Minggu, 13 April 2014

Manaqib Kanjeng Sultan Raden Abdul Fattah

Raden Fattah lahir tahun 1448 Masih/1370 Saka, putra bangsawan Prabu Brawijaya V (Raden Kertabumi) Raja Majapahit ke-11. Ibunya bernama Putri Liang atau Campa. Nama kecil Raden Fattah adalah Pangeran Jimbun, yang oleh Adipati Arya Damar di Palembang, diberinama baru Raden Hasan.

Pada usia 14 tahun, berkelana merantau ke Pulau Jawa. Raden Hasan bertemu dan berguru dengan Kanjeng Sunan Ampel di Surabaya, kemudian diberi nama Raden Fattah. Atas petunjuk dan bimbingan para wali, Raden Fattah bersama pada santerinya mendirikan sebuah masjid di pesisir Laut Jawa, yang kemudian sekaligus dijadikan sebagai pesantren Glagah Wangi.

Inilah yang menjadi cikal bakal berdirinya Masjid Agung Demak dengan condro sengkolo Nogo Mulat Saliro Wani, yaitu prasasti yang menunjukkan angka tahun 1466 Saka. Pada saat itu pula Raden Fattah ditunjuk sebagai mubalig, menggantikan Syeh Maulana Jumadil Qubro yang wafat dan dimakamkan di Trowulan Mojokerto Jawa Timur.

Pada tahun 1475 M, Prabu Brawijaya V memberikan anugrah jabatan kepada Raden Fattah sebagai Adipati dengan gelar Adipati Notoprojo yang berkedudukan di Glagah Wangi Bintoro. Berdasarkan condro sengkolo Kori Trus Gunaning Janmi (tahun 1477 M) Raden Fattah sebagai Adipati Notoprojo di Glagah Wangi menyempurnakan bangunan masjid sebagai masjid Kadipaten.

Diangkat Jadi Sultan

Oleh para wali, Raden Fattah selaku Adipati Notoprojo Glagah Wangi dinilai berhasil membangun pemerintahan dan panutan. Selain cepat menguasai berbagai disiplin ilmu yang diajarkan para wali, Raden Fattah dinilai sebagai seorang satria yang tampan, cerdas, santun, bersahaja, dan halus budi pekertinya sehingga mereka (wali songo) secara bulat mengambil fatwa dan mengangkatnya menduduki ‘tahta

 Kerajaan Islam pertama di Pulau Jawa yang berkedudukan di Kasultanan Bintoro Demak pada tahun 1478 M dengan gelar atau sebutan “Sultan Raden Abdul Fattah Al-Akbar Sayyidin Panotogomo”. Tahta kerajaan Islam pertama di Pulau Jawa ini berjalan tertib, aman dan lancar, serta tidak memunculkan gejolak dan gejolak dari Kerajaan Majapahit.
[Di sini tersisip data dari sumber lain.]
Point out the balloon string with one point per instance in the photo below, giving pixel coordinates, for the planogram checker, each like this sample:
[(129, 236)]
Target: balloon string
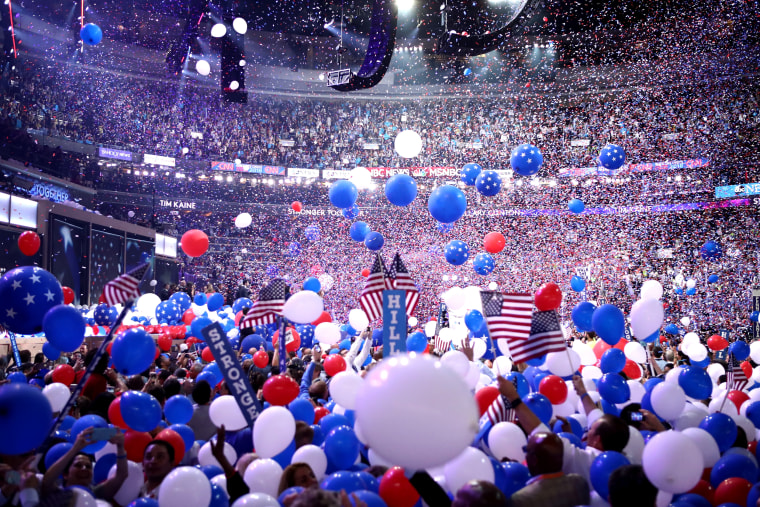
[(90, 369)]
Setahun menduduki jabatan sultan di Kasultanan Demak Bintoro, Raden Fattah pun 1470 M meresmikan purna pugar Masjid Agung dari statusnya sebagai masjid kadipaten menjadi masjid kasultanan, dengan ditandai sengkolo memet “Saliro Sunyi Kiblating Gustri” yang bermakna tahun 1401 Saka atau 1479 M.

Sultan Raden Abdul Fattah Al-Akbar Sayyidin Panotogomo adalah seorang amirul mukminin yang alim, adil dan bijaksana. Beliau memegang tampuk pemerintahan selama 40 tahun (1478-1518 M). Setelah beliau wafat, Kasultanan Demak Bintoro dijabat oleh putra keduanya Raden Pati Unus selama 3 (tiga) tahun, dan oleh adik Pati Unus (putra keempat Raden Fattah) yaitu Raden Trenggono selama 25 tahun (1512-1546).

Kemudian setelah itu selama 14 tahun Kasultanan Demak Bintoro mengalami kekosongan kepemimpinan, akibat terjadinya konflik keluarga. Akhirnya muncul Raden Hadiwijaya yang memegang tampuk pemerintahan mulai 1560 – 1582 dan Kasultanan Demak Bintoro dipindah ke Pajang wilayah Surakarta.

Keturunan Raden Abdul Fatah, adalah: 1) Ratu Mas Panembahan Banten (istri Sunan Gunung Jati, raden Syarif Hidayatullah), 2) Raden Pati Unus, 3) Raden Pangeran Sedo Lepen (Pangeran Suromiyoto), 4) Raden Trenggono, 5) Raden Kanduhuruan, dan 6) Raden Pamekas. (machmud).